Going the Distance

The best thing about The Bear, I think, is that it tries so hard. The writing alternates between brilliant and painful. (For examples of the former, see this monologue and basically anything Richie says.) The setting is rich and detailed, but also strangely empty. (Why do we never see any customers?) The filmmaking is boring in one episode and gutsy in another. (Episode 7 is one continuous shot set during the ten minutes before the lunch rush.) The one thing that is consistent is that Jeremy Allen White never stops looking like Rocky Balboa.

Maybe that’s enough. Maybe the unusual charm of the show comes from the fact that it feels like a film made by an MFA student on a shoe-string budget, the kind of film where no one gets paid, but pours their guts out anyway; where the cast and crew are basically the same people and craft services is someone’s mom dropping off chili. That scrappy vibe serves the show well because it’s also what the story is about—a restaurant that could be great but isn’t quite there yet. The Bear, The Beef, and Rocky all seem to have the same goal: to prove that, despite appearances, they’re not just some bum from the neighborhood.
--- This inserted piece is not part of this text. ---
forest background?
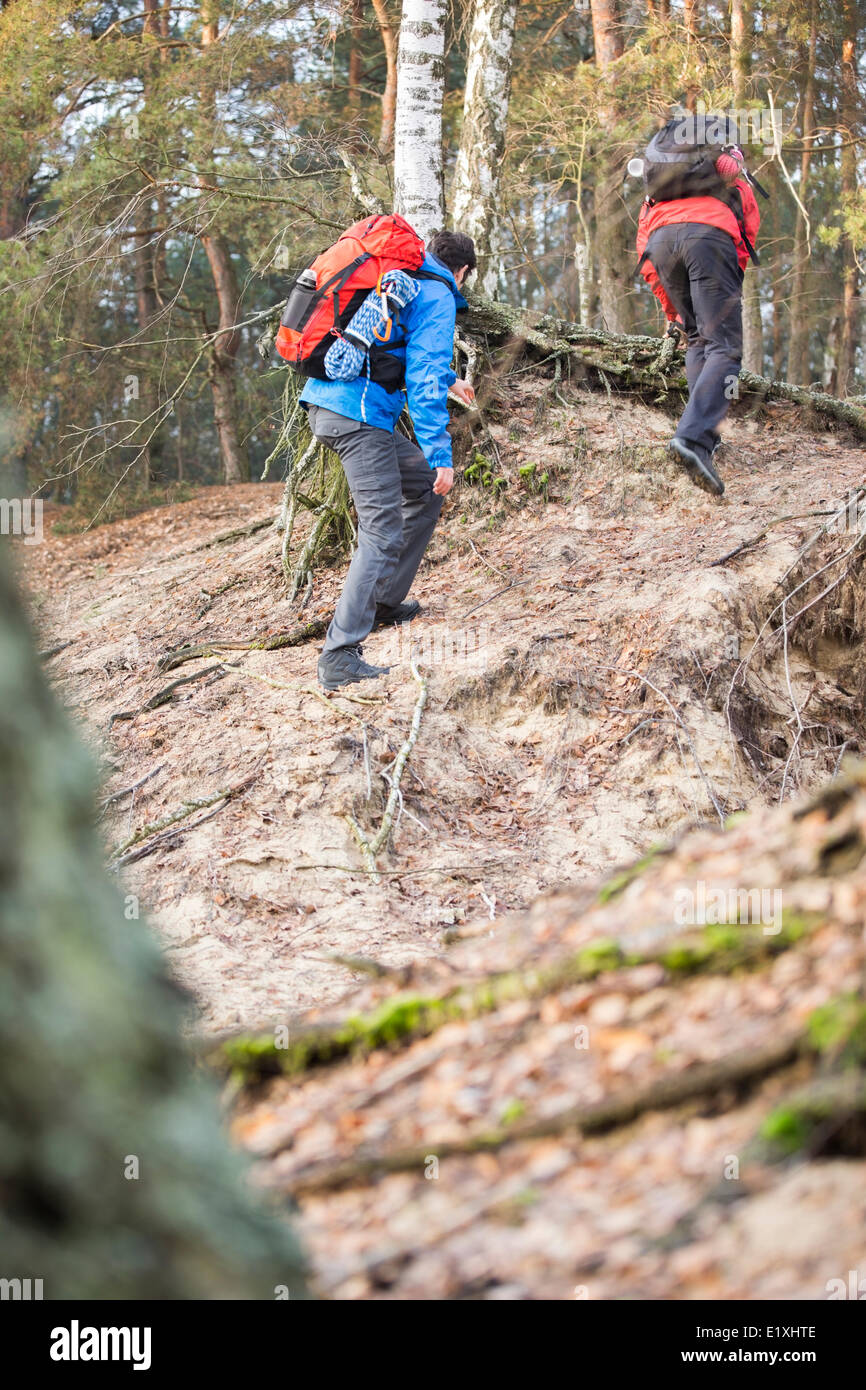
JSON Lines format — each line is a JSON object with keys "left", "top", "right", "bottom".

UPDATE: I added some things to make my point more clear.

Thanks I Hate It

If you want to know why I boycott Disney’s live-action remakes (and why you should, too), watch this video on 2017’s Beauty and the Beast. (Thanks, Alastair, for sending it to me, even though it took me roughly three years to watch it.)

If Disney ever gets around to remaking The Aristocats as a misunderstood-villain version focusing on Edgar, I’ll fork over the dough. Otherwise, the boycott stands.

Criterion

For my birthday, T got me a three-month subscription to the Criterion Collection’s streaming service. Why three months, you ask? As she pointed out, it’s a time frame short enough to motivate us to watch as many movies as possible to get our money’s worth. Plus, for a teacher, the Thanksgiving and Christmas holidays are the most relaxing time of the year. I expect to be glutted with film by the end of February.

Last night, we watched Kurosawa’s High and Low, a police procedural from 1963. I’m not planning to review each Criterion movie we watch, but here are a few notes about the film.

  • Along with obvious “high vs. low” imagery, Kurosawa plays with light and darkness. Gondo’s living room is flooded with white light, which makes him vulnerable. He must close the curtains to be safe. His wardrobe also goes from white to dark over the course of the movie.
  • T commented on how Westernized everything in 1960s Japan was. The characters wear business suits. The children pretend to be cowboys. There’s an extended scene in a frenetic dance club populated by Americans (where, according to IMDb, Tarantino got his inspiration for the famous scene in Pulp Fiction). Mrs. Gondo goes back and forth between wearing a traditional kimono and wearing the garb of an American housewife.
  • In American crime dramas, the detective almost always works alone, sometimes outside the bounds of the law. In High and Low (as in Memories of Murder, which I also watched recently), the detective is surrounded by a team. This is extremely obvious in the scenes where the members of the team report on their progress. The whole frame is packed with people.
  • Kurosawa’s long takes let the actors make the most of the time between cuts. ‘Twas delightful.